Assumption 4: Independence of Errors

This is the hardest assumption to get an intuitive understanding for. This assumption says that The errors for one variable should not correlate with the errors for another. This assumption is one of the trickiest to test for and its violation can mean several different possible things. Non-independent errors tend to be a bigger problem when considering time-series data, though they can also occur in other kinds of data.

How to deal with non-independence of errors

If you are using time series data, you can check for independence of errors with a Durbin-Watson test. Otherwise, you can check by plotting the errors against one another. If there appears to be a correlation, you likely do not have independence of errors. The fix taken will depend on the result of the test and some trial-and-error. For instance, if you are using a time-series model then you may not have accounted for seasonal variation. An intuitive way to think about independence of errors is that if you find that errors can predict other errors then you should be using that information to reduce the errors; if you know that overestimating a variable today means you're likely to overestimate tomorrow, then you should be accounting for that.

If it's broken...

It is fairly serious when independence of errors is violated. Confidence intervals and significance tests rely on this assumption, so identifying independent variables that impact the dependent variable with statistical significance may be misidentified.

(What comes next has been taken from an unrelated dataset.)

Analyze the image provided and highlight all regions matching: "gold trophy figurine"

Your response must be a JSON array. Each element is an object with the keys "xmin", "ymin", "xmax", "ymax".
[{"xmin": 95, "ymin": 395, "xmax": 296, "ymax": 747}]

Assumption 5: Homoscedasticity

Homoscedasticity is the assumption that errors do not vary as the dependent variable gets larger or smaller.

Three scatterplots of errors against the dependent variable. The first plot shows homoscedasticity with the errors showing no correlation. The middle plot shows heteroscedasticity via errors peaking at high and low ranges, and the right plot shows heteroscedasticity with errors peaking at the low and middle range.
Examples of homoscedasticity and heteroscedasticity. From https://www.researchgate.net/figure/Example-of-homoscedasticity-Ideally-residuals-are-randomly-scattered-around-0-the_fig2_319091775

How to deal with heteroscedasticity

You can check for heteroscedasticity by plotting the errors against the dependent variable, as pictured above. If you have heteroscedasticity that appears to be linear (such as the plot on the right above), a log transformation may fix it. If you have latent seasonality that hasn't been accounted for, adding a dummy variable for season may fix the heteroscedasticity.

If it's broken...

Heteroscedasticity can cause your model to incorrectly count an independent variable as significant when it is not, or vice versa (though the former is more common). Heteroscedasticity does not introduce bias per se, it just reduces the precision of your estimates.

Conclusion

The linear model is a simple, flexible and powerful tool that will never go out of style, but there have to be drawbacks- otherwise we would not have invented other kinds of models. One of the most overlooked drawbacks of the linear model is its fragility. Other kinds of models will often fail in obvious ways, but a linear model is dangerous because it can easily fail silently.